Deze brief is onder nr. 55 toegevoegd aan dossier 23645 - Openbaar vervoer i.

1.

Kerngegevens

Officiële titel Openbaar vervoer; Brief minister met een evaluatie van het project openbaar vervoer over water 
Document­datum 11-04-2003
Publicatie­datum 12-03-2009
Nummer KST67625
Kenmerk 23645, nr. 55
Van Verkeer en Waterstaat (VW)
Originele document in PDF

2.

Tekst

Tweede Kamer der Staten-Generaal

Vergaderjaar 2002–2003

23 645

Openbaar vervoer

Nr. 55

BRIEF VAN DE MINISTER VAN VERKEER EN WATERSTAAT

Aan de Voorzitter van de Tweede Kamer der Staten-Generaal

Den Haag, 11 april 2003

In het kader van de nota Samen Werken aan Bereikbaarheid zijn, om de congestie op bepaalde filegevoelige trajecten van het wegennet te bestrijden, in de afgelopen jaren vijf verbindingen van openbaar vervoer over water door mij gesubsidieerd. Dit zijn de Waterbus voor het Drecht-stedengebied, de Fast Ferry op het traject Rotterdam–Dordrecht, de Aqua-liner voor de verbinding Almere–Huizen, de Fast Flying Ferries voor de verbinding tussen Velsen en Amsterdam en de Flevo Ferries voor de verbinding Lelystad–Amsterdam. Laatstgenoemde verbinding is inmiddels gestaakt. De SWAB-subsidies dienden als een tegemoetkoming in de hoge aanloopkosten die gepaard gaan met deze vorm van openbaar vervoer, zoals de investeringen in de vaartuigen en de wallokaties. Bij de opzet van deze vaarverbindingen is als belangrijk uitgangspunt gehanteerd dat de waterwegen in Nederland voor het openbaar vervoer over water nog relatief onderbenut zijn.

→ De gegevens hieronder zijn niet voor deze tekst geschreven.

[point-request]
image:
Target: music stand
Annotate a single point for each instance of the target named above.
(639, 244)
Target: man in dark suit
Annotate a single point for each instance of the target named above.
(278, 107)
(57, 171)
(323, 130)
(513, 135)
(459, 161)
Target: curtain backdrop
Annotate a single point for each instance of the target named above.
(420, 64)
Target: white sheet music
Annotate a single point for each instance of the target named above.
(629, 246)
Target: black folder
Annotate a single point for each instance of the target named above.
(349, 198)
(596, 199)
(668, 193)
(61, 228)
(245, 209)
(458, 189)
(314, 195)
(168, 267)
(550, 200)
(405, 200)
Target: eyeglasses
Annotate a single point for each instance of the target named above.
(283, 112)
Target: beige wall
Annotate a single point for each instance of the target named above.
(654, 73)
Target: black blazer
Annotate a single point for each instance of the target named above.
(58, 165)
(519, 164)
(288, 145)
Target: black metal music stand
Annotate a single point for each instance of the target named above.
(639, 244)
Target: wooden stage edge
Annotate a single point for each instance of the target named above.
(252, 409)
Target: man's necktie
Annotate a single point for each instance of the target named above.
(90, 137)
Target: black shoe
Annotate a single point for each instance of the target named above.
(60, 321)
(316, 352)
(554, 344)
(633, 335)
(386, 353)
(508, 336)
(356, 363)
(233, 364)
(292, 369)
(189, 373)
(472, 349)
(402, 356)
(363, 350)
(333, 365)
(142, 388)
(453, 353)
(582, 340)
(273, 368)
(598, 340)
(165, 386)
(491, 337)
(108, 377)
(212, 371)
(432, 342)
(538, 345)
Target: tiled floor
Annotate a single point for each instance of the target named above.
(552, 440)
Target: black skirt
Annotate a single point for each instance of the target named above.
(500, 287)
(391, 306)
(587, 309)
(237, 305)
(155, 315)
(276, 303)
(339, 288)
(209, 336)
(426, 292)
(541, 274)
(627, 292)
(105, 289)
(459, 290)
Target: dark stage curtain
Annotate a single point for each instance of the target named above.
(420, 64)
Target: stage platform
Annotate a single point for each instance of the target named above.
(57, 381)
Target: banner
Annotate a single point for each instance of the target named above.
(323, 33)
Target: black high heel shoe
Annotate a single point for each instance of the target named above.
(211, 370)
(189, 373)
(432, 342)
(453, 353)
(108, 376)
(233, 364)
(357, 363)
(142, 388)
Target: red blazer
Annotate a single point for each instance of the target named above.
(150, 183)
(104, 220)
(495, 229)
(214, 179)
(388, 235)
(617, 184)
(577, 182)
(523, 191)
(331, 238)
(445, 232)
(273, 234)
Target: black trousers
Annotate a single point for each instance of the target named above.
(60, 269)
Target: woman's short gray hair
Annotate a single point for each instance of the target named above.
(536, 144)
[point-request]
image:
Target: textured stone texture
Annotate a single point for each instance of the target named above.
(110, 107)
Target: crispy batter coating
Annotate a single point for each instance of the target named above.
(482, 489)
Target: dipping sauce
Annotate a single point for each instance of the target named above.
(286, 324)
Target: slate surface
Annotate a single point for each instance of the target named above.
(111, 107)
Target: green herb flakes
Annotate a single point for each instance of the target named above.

Bij de introductie van deze vorm van openbaar vervoer is aangegeven dat de Kamer na vier jaar een verslag zou ontvangen over de doeltreffendheid en de effecten in de praktijk. Mede op basis van deze evaluatie zou worden bezien of, en zo ja hoe, OV over Water structureel in de regelgeving blijft opgenomen. Deze evaluatie is in oktober 2002 afgerond. In deze brief ga ik nader in op de uitkomsten van deze evaluatie.

In het kort komt het beleidskader OV over Water op het volgende neer:

  • 1. 
    OV over Water behoudt de structurele status als vorm van openbaar vervoer in wet en regelgeving.
  • 2. 
    De regelgeving wordt zodanig aangepast dat de belangen van de reiziger bij OV over Water op hetzelfde niveau worden gewaarborgd als bij het OV.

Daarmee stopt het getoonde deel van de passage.